RALEIGH, N.C. (WNCN) — Current Wake County District Attorney Lorrin Freeman easily won May’s Democratic primary race for a third term.
After filing a public records request CBS 17 learned that Freeman’s signature is missing on the very paperwork needed to run for office.
Freeman told CBS 17 the first time she was aware that her signature was missing was when the North Carolina State Board of Elections informed her.
“So, on April 26th the Board of Elections staff contacted me and noticed me that the signature had not been on the form, they provided me with an affidavit to have executed what they indicated would fix that problem and that day I went and did that, had it notarized, and hand-delivered it,” Freeman said.
But that notification from the State Board of Elections came after the March 4 deadline to file for office.
“At all points prior to that the board had given me all indications I had complied with their requirements by listing me as a duly filed candidate and we relied upon that and moved on with our candidacy,” Freeman said.
Not only was Freeman’s original paperwork notarized at the filing site, it was also signed by Gary Sims the executive director of the Wake County Board of Elections. However, Sims said it’s up to the North Carolina State Board of Elections to verify that it’s signed by the candidate.
“We’re not actually filing them. We’re just verifying that the information matches the voter registration and double checking so that way whenever they take it to the State Board of Elections to actually file that piece has already been validated,” said Sims.

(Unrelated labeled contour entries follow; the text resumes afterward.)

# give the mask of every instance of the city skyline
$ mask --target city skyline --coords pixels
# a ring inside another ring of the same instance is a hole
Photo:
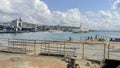
[[[120,30],[120,0],[1,0],[0,21]]]

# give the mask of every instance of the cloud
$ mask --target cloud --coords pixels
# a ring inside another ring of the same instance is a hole
[[[112,6],[113,9],[120,8],[120,0],[116,0]]]
[[[2,13],[15,13],[16,11],[12,8],[9,0],[0,1],[0,12]]]
[[[64,12],[51,11],[41,0],[1,0],[0,21],[10,21],[22,17],[23,21],[40,25],[83,26],[89,29],[119,29],[120,13],[110,10],[88,11],[81,14],[78,8]],[[119,7],[116,0],[113,7]]]

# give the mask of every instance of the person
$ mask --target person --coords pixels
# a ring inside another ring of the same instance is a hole
[[[69,41],[71,41],[71,37],[69,37]]]
[[[75,64],[75,68],[80,68],[79,64]]]
[[[71,63],[70,62],[67,64],[67,68],[71,68]]]
[[[98,39],[98,35],[95,35],[95,39]]]

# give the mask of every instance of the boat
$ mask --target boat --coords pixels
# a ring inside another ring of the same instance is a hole
[[[50,33],[61,33],[63,31],[61,31],[61,30],[48,30],[48,32],[50,32]]]
[[[79,29],[73,29],[72,30],[73,33],[87,33],[89,31],[90,30],[82,27],[82,23],[80,24],[80,28]]]

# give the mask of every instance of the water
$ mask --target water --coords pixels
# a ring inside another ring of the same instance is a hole
[[[87,38],[88,36],[95,37],[95,35],[104,37],[120,37],[120,32],[88,32],[88,33],[72,33],[72,32],[30,32],[30,33],[3,33],[0,34],[0,38],[20,38],[20,39],[38,39],[38,40],[68,40],[69,37],[72,40],[80,40]]]
[[[88,33],[72,33],[72,32],[30,32],[30,33],[3,33],[0,34],[0,38],[20,38],[20,39],[37,39],[37,40],[58,40],[58,41],[65,41],[68,40],[69,37],[72,38],[72,40],[80,40],[87,38],[88,36],[95,37],[95,35],[99,35],[102,37],[117,37],[120,38],[120,32],[114,31],[114,32],[108,32],[108,31],[100,31],[100,32],[88,32]],[[6,41],[2,41],[2,45],[8,45]],[[74,45],[74,46],[72,46]],[[72,47],[79,47],[79,44],[72,44]],[[89,48],[101,48],[101,47],[95,47],[95,45],[89,46]],[[79,53],[80,51],[77,51]],[[81,52],[80,52],[81,53]],[[103,51],[89,51],[85,53],[90,53],[93,56],[103,56]],[[116,58],[116,57],[115,57]],[[120,57],[118,57],[120,58]]]

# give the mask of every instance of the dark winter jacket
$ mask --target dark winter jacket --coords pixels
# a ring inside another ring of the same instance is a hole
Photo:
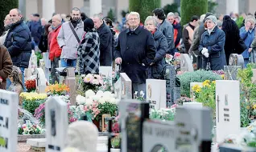
[[[141,26],[134,31],[126,29],[120,33],[115,51],[115,57],[122,59],[122,72],[133,82],[146,82],[156,52],[152,34]]]
[[[11,25],[4,46],[9,51],[14,66],[28,67],[31,54],[31,35],[23,20]]]
[[[86,33],[77,53],[81,74],[99,74],[100,38],[96,30]]]
[[[163,33],[157,30],[153,34],[156,54],[154,58],[154,65],[149,68],[148,78],[163,78],[163,68],[165,66],[164,57],[167,52],[167,40]]]
[[[103,23],[97,30],[100,36],[100,64],[110,66],[112,65],[112,33],[110,29]]]
[[[225,35],[223,30],[215,26],[211,34],[205,31],[200,41],[199,50],[203,48],[208,49],[209,57],[203,56],[203,67],[205,69],[207,62],[210,62],[211,70],[223,70],[226,65],[225,55],[224,50]]]
[[[175,45],[174,45],[174,30],[172,25],[166,20],[159,26],[158,30],[161,31],[167,39],[168,50],[167,53],[174,55]]]

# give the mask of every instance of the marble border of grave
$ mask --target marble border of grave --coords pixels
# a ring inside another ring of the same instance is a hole
[[[18,142],[27,142],[29,138],[45,138],[45,134],[18,134]]]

Whether the Republican party or someone else challenges Freeman’s candidacy remains to be seen.
Freeman said if she had known about the error earlier she would have taken care of it.
“Certainly had at any point the Board of Elections notified me that our filing needed that to be complete I certainly would have done that but again on the day that I filed we went through multiple steps to comply with their process, pay the filing fee, appeared in person, signature form was notified and we left there with the understanding that we had been duly filed,” Freeman said.
In its response to CBS 17’s request for comment, the North Carolina State Board of Elections took responsibility for the issue.
NCBSE spokesperson Patrick Gannon said “when a candidate files for office with the State Board, typically the candidate sits down with a staff person to complete the filing paperwork together, as was the case with Ms. Freeman. Staff typically notarizes the document after instructing the candidate to sign. Although staff are trained to ensure that all aspects of the filing are complete before accepting the filing, in this instance, it appears that staff overlooked the fact that the signature line had not been filled in but proceeded to accept the filing. Staff later became aware of this error, which was in part due to staff oversight, and contacted the candidate to fix the error.”